All of the rostral intralaminar thalamic nuclei (i.e., central medial, cucullar, paracentral, central lateral nuclei) are important components of the ascending activating reticular system of the human brain (ARAS), which via its diffuse projections influences the activity of the cerebral cortex and therefore is crucial for the modulation of attention and the level of arousal. Together with the parafascicular nucleus of the caudal intralaminar group, the rostral intralaminar nuclei of the thalamus are also integrated into the neural loops of the human brain, which are involved in the generation smooth pursuit eye movements and horizontal saccades. Accordingly, the severe tau cytoskeletal pathology in these thalamic nuclei may also be of substantial pathophysiological relevance for thedevelopment of attention deficits, dysfunctional smooth pursuit eye movements, and impaired saccades in AD patients [3, 31].
In addition, the parafascicular and the rostral intralaminar nuclei, together with additional subcortical and cortical brain regions (i.e., anterior cingulate area, midbrain periaqueductal gray and pontine parabrachial nuclei) represent important building blocks within the so-called ‘medial pain system’, which mediates the non-discriminative aspects of pain experience (i.e., autonomic, emotional, and nocifensive reactions to painful stimuli).

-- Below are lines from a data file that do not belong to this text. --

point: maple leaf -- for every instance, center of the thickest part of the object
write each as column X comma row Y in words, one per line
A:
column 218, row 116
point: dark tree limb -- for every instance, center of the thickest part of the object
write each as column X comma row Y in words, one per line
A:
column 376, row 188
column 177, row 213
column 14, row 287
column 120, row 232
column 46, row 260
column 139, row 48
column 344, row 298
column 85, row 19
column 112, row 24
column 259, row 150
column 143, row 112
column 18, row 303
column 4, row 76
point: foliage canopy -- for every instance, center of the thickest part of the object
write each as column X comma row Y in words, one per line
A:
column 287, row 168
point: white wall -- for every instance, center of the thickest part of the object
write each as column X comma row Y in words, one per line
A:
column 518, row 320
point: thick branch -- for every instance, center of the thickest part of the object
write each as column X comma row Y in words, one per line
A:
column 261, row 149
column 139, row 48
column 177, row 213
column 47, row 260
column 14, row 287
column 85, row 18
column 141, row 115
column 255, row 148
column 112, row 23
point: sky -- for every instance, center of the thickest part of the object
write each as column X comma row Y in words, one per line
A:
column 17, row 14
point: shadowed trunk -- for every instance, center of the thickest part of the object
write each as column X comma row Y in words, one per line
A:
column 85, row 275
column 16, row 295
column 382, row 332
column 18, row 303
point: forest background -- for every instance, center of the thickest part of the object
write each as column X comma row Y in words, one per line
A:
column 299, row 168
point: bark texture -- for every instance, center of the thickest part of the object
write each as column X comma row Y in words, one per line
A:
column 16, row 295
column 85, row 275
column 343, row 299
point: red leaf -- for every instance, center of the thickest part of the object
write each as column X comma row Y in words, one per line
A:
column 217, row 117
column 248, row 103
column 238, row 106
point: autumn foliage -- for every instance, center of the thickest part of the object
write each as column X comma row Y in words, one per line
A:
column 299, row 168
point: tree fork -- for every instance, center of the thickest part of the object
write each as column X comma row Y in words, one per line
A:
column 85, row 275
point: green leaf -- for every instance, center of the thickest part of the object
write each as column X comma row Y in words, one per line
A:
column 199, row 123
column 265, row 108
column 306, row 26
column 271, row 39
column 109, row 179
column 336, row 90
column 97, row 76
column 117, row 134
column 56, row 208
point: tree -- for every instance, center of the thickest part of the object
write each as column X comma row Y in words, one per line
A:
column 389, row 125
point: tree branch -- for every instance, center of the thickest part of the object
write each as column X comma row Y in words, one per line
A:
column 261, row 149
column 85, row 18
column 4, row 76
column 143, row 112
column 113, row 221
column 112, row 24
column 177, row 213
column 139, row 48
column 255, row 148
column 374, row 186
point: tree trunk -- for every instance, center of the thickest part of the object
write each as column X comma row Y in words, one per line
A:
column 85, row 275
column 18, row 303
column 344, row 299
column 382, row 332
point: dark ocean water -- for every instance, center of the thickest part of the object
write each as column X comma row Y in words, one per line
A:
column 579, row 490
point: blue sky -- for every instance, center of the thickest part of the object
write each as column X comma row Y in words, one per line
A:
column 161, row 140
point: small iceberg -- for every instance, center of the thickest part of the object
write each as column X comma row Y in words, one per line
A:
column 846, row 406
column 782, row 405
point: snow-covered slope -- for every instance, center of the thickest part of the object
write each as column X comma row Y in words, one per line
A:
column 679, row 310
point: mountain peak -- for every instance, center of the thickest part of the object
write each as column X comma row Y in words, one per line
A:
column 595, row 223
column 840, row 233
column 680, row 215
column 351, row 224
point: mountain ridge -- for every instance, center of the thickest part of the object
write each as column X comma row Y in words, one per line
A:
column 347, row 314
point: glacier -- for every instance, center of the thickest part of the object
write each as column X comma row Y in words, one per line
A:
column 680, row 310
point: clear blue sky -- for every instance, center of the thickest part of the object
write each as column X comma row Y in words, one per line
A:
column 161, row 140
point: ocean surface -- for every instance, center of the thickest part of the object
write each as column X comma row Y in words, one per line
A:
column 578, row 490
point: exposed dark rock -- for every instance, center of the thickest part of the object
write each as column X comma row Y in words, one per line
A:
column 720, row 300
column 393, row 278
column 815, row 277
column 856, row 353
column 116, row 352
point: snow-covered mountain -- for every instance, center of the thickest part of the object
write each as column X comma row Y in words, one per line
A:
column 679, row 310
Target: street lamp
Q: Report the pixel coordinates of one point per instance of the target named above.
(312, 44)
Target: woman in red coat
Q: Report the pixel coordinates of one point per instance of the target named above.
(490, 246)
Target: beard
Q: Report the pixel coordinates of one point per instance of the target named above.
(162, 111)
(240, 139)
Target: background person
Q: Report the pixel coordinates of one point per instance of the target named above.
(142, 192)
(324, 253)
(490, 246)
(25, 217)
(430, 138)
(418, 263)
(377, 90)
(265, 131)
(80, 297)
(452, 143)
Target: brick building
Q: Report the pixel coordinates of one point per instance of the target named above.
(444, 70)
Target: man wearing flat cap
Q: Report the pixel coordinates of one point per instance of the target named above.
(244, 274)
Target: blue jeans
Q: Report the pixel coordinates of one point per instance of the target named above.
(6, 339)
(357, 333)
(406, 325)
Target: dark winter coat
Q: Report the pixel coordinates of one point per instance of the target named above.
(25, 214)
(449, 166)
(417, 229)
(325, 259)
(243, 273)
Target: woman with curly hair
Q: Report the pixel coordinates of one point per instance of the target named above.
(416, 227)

Therefore, it is likely that the tau cytoskeletal pathology in these components of the ‘medial pain system’ is responsible for the altered non-discriminative aspects of pain experience of AD patients (i.e., elevated pain tolerance, decrease in pain affect, altered autonomic reactions to sudden painful stimuli, reduced or extinct nocifensive reactions [2, 31].
Finally, owing to its paramount role in controlling and modulating the entire informational flow between the thalamus and the cerebral cortex, the thalamic reticular nucleus is crucial for the regulation of the sleep-wake cycle. Accordingly, its severe cytoskeletal pathology most likely is substantially involved in the pathogenesis of disrupted waking and sleeping patterns of AD patients [31, 40].